Before a connection to a data source can be established, the application must allocate a connection handle. This is a process similar to allocating an environment handle. An environment can have more than one connection handle allocated.

 

To allocate a connection handle, the application uses f90SQLAllocHandle with the option SQL_HANDLE_DBC and passes the current environment handle as an argument. The following example allocates a connection handle. Its address is stored in the variable ConnHndl:

 

call f90SQLAllocHandle (SQL_HANDLE_DBC, EnvHndl, ConnHndl, iRet)

 

It is important to note that allocating a connection handle is not the same as loading a driver. The driver is not loaded until a connection is requested (using f90SQLConnect, for example). Thus, after allocating a connection handle and before connecting to the driver or data source, the only subroutines the application can call with the connection handle are f90SQLSetConnectAttr, f90SQLGetConnectAttr, or f90SQLGetInfo with the SQL_ODBC_VER option. Calling other functions with the connection handle, such as f90SQLEndTran will return an error status in parameter iRet.

 

Once a connection handle has been allocated, the application can set some connection attributes. Connection attributes are characteristics of the connection. For example, because transactions occur at the connection level, the transaction isolation level is a connection attribute. Similarly, the login timeout, i.e. the number of seconds to wait while trying to connect before timing out, is a connection attribute.

 

Connection attributes are set with f90SQLSetConnectAttr and their current settings retrieved with f90SQLGetConnectAttr. If f90SQLSetConnectAttr is called before the driver is loaded, the Driver Manager stores the attributes in its connection structure and sets them in the driver as part of the connection process. There is no requirement that an application set any connection attributes. All connection attributes have defaults, some of which are driver specific.

 

Some connection attributes can be set before the connection is established. Others can be set after, or either before and after, the connection is established. This depends on the attribute and the driver. The login timeout (SQL_ATTR_LOGIN_TIMEOUT) applies to the connection process and is effective only if set before connecting. The attributes that specify whether to use the ODBC cursor library (SQL_ATTR_ODBC_CURSORS) and the network packet size (SQL_ATTR_PACKET_SIZE) must also be set before connecting. The reason for this is that the ODBC cursor library resides between the Driver Manager and the driver. Therefore it must be loaded before the driver.

 

To set pre-connection attributes, the application calls the subroutine f90SQLSetConnectAttr. This subroutine is called with the same convention explained for f90SQLSetEnvAttr.
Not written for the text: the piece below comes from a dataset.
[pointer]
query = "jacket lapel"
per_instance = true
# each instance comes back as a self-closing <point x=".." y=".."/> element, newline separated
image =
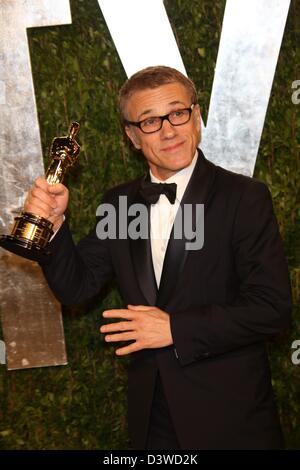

For example, the following calls enable the tracing feature of a connection whose handle is stored in variable ConnHndl. When tracing is enable, the driver logs all ODBC operations into a trace file. The first call to f90SQLSetConnectAttr tells the driver the name and location of the file where the log must be stored. The second call to f90SQLSetConnectAttr enables the log (this attribute is disabled by default):

 

!set the name of the trace file
call f90SQLSetConnectAttr(ConnHndl, SQL_ATTR_TRACEFILE, 'c:\test.log', iRet)

!enable tracing
call f90SQLSetConnectAttr(ConnHndl, SQL_ATTR_TRACE, SQL_OPT_TRACE_ON, iRet)

If the log file already exists, the driver will append the new logs to the old file. If the file does not exist, the driver will create it.